The Frac Grand Large presents Nicolas Floc’h‘s first exhibition devoted to his research La couleur de l’eau (The Color of Water), The Frac had acquired in 2021 the work Paysages productifs, La couleur de l’eau, colonnes d’eau, Baie de Somme – Manche, -1 à -30m. Photographer of underwater landscapes, he tries to “make the invisible visible” – capturing the color of the water in the Baie de Somme but also in the oceans, the seas, along the rivers – and thus helping to study ecosystems threat. “The immersive pictorial dimension of the marine environment, its apparent abstraction, makes it a complex space for exploring color, light and the living that composes it” Nicolas Floc’h.
Photographer, sculptor, but also researcher, teacher and diver, Nicolas Floc’h is interested in the workings of our productive economy and the resulting social and environmental transformations. Through an art practice nourished by scientific research and collaborations, he tests the canonical forms of monochrome and ready-made to observe the blind spots of our representations.
The underwater environment is for him a privileged field of exploration, creation but also mediation revealing the impact of global warming and human activities on ecosystems. The artist was first interested in artificial architectural modules that make it possible to restore degraded biotopes or to optimize fisheries without overexploiting them. Between 2010 and 2015, he showed the concretization of the seabed through photographic work that renewed the landscape genre, and exhibited sculptures in reduced models of these habitats, like “inverted ruins” calling for the colonization of wildlife. and flora. (This work was exhibited at the Frac Grand Large as part of the exhibition “UN ANOTHER WORLD///IN OUR WORLD” (cur.
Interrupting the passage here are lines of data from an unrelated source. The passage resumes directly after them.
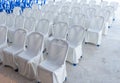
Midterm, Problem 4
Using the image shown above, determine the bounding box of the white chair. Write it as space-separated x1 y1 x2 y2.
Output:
105 6 114 28
80 0 87 5
71 7 81 14
110 2 119 21
32 4 39 10
22 8 32 18
6 14 24 43
35 19 50 51
46 22 68 52
30 9 42 24
42 11 54 25
85 16 104 46
6 14 15 43
81 4 90 15
101 10 110 35
100 1 108 8
0 26 8 63
110 2 119 11
69 14 85 27
37 39 68 83
24 17 36 35
52 22 68 40
86 8 96 19
0 12 7 26
89 0 96 7
60 6 70 14
54 12 69 24
67 25 86 66
3 29 26 70
13 7 21 16
15 32 44 80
Jean-François Sanz, September 9, 2020 – March 14, 2021).
It is in Wimereux, from 2016, with the meeting of Hubert Loisel from the University of Littoral Côte d’Opale (ULCO) and Fabrice Lizon from the Laboratory of Oceanology and Geosciences (LOG) – UMR 8187, that he is developing new research on the color of water, accompanied by artconnexion (Lille). Nicolas Floc’h had already produced an underwater photographic “monochrome” in 2004, but since 2016 he has been traveling the seas to take photographs of colors and dialogue with the scientific teams until he has developed a real shooting protocol allowing to carry out, like a coring in the ground, cuts in the masses of water.
In 2021, with scientific teams from Wimereux, they mapped the sea between the Baie de Somme and the North Sea. The artist dove to create his views at different depths while Fabrice Lizon measured the spectrum of light in the water column and Hubert Loisel analyzed satellite readings. Turbidity, which defines the more or less cloudy character of the water, determined by the optically significant elements, modifies the arrival of light and influences the colors of the water column. For the artist, “turbidity would be to the underwater landscape what the horizon is to the terrestrial landscape, its vanishing point, towards monochrome. »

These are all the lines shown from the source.